I love reading biographies. It’s a virtue and a vice–one third intellectual curiosity, one third gossip, and one third comfort that there are people out there weirder than me. Anna gave me a fascinating book for Christmas, Daily Rituals: How Artists Work. Written by Mason Curry, the book is an anthology of vignettes about how creatives have ordered their lives for work.
It’s a quick and enjoyable read, especially if you’re interested in how other writers and artists managed to be productive in the midst of the other things that occupied their lives–work, family, chores, and cooking. Writers and other creatives have always had a reputation for some degree of eccentricity.

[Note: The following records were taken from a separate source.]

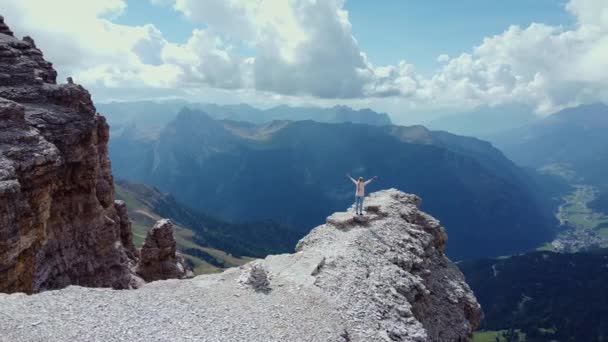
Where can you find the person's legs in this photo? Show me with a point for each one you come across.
(358, 204)
(361, 205)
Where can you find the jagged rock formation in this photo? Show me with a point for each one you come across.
(159, 258)
(382, 278)
(59, 223)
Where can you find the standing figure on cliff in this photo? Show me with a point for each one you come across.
(360, 192)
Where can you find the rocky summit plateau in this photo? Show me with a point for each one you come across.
(59, 222)
(379, 277)
(70, 272)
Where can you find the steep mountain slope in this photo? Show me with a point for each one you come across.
(548, 296)
(59, 223)
(294, 172)
(573, 145)
(216, 244)
(382, 278)
(141, 208)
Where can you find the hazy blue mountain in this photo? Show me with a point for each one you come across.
(548, 296)
(485, 121)
(573, 141)
(294, 172)
(147, 118)
(252, 239)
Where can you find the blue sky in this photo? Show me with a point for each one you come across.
(544, 54)
(417, 31)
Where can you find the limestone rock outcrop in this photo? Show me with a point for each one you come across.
(159, 259)
(59, 223)
(382, 278)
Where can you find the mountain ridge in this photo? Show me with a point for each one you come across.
(381, 277)
(297, 170)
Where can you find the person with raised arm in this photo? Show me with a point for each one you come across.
(360, 192)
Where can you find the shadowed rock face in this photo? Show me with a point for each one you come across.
(59, 224)
(380, 277)
(158, 258)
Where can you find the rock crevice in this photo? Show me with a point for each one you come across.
(59, 223)
(382, 279)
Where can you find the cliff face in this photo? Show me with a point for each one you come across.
(59, 224)
(380, 277)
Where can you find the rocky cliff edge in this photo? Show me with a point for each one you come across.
(380, 277)
(59, 223)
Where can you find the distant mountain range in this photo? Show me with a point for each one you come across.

Mason’s book demonstrates that this stereotype is rooted in reality. Not all eccentricities are created equal. For example, Thomas Wolfe’s penchant for standing nude in front of his window while fondling his genitals (eccentric in a rather perverse sort of way) is rather more extreme than Ben Franklin’s rather pedantic attempt to account for every minute of the day by creating a rigorous daily routine.
Patricia Highsmith basically ate breakfast (bacon and eggs) for a every meal. Voltaire wrote from bed most of the day. Kierkegaard tools his coffee in a way that would set your teeth on edge. He took a cup and saucer and then proceeded to fill the cup to it’s top with sugar. Adding the coffee, he then stirred and drank.
The accounts are widely varied yet the thing that holds them together is that highly creative and accomplished people create a routine that works for them and then stick to it.